The Love Expert is a surviving 1920 American silent romantic comedy film directed by David Kirkland and produced by and starring Constance Talmadge. It was an early distribution release by the First National Exhibitor's Company.

==Plot==
As described in a film magazine, Babs is sent home from boarding school because she persists in carrying out her fanciful love researches instead of studying her lessons. Continuing these experiments at home, her father, the influential and stern John Hardcastle, punishes her by sending Babs to stay with Aunt Emily in Boston instead of taking her to Palm Beach.

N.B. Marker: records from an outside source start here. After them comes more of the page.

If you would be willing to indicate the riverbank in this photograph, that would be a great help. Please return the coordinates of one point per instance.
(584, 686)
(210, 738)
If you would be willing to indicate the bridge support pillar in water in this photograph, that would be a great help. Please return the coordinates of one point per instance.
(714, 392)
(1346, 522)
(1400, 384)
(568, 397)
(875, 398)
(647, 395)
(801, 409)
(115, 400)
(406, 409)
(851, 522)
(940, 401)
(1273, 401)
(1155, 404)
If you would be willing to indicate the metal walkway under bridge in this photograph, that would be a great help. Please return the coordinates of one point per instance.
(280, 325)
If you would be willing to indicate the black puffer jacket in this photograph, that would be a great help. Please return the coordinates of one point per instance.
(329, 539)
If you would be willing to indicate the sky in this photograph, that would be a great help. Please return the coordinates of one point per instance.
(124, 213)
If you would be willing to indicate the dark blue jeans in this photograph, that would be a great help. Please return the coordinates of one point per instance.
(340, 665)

However, in Boston Babs finds fertile ground for her experiments. Aunt Emily has been for six years engaged to Jim Winthrop, but a wedding seems remote as Jim has two unmarried sisters and an elderly aunt to look after. Something has to be done, so Babs sends a fake telegram which results in her going to Palm Beach accompanied by her troupe of Bostonians, much to the amazement of her father. Romance after romance follows in the wake of her experiments. Then comes the news that Aunt Emily, who was left behind in Boston, has married a college professor. That news does not break Jim's heart, for the "love expert" uses one of her unfailing remedies.

==Cast==

The film

==Preservation==
A print of The Love Expert is preserved in the Library of Congress collection and the British Film Institute National Film and Television Archive.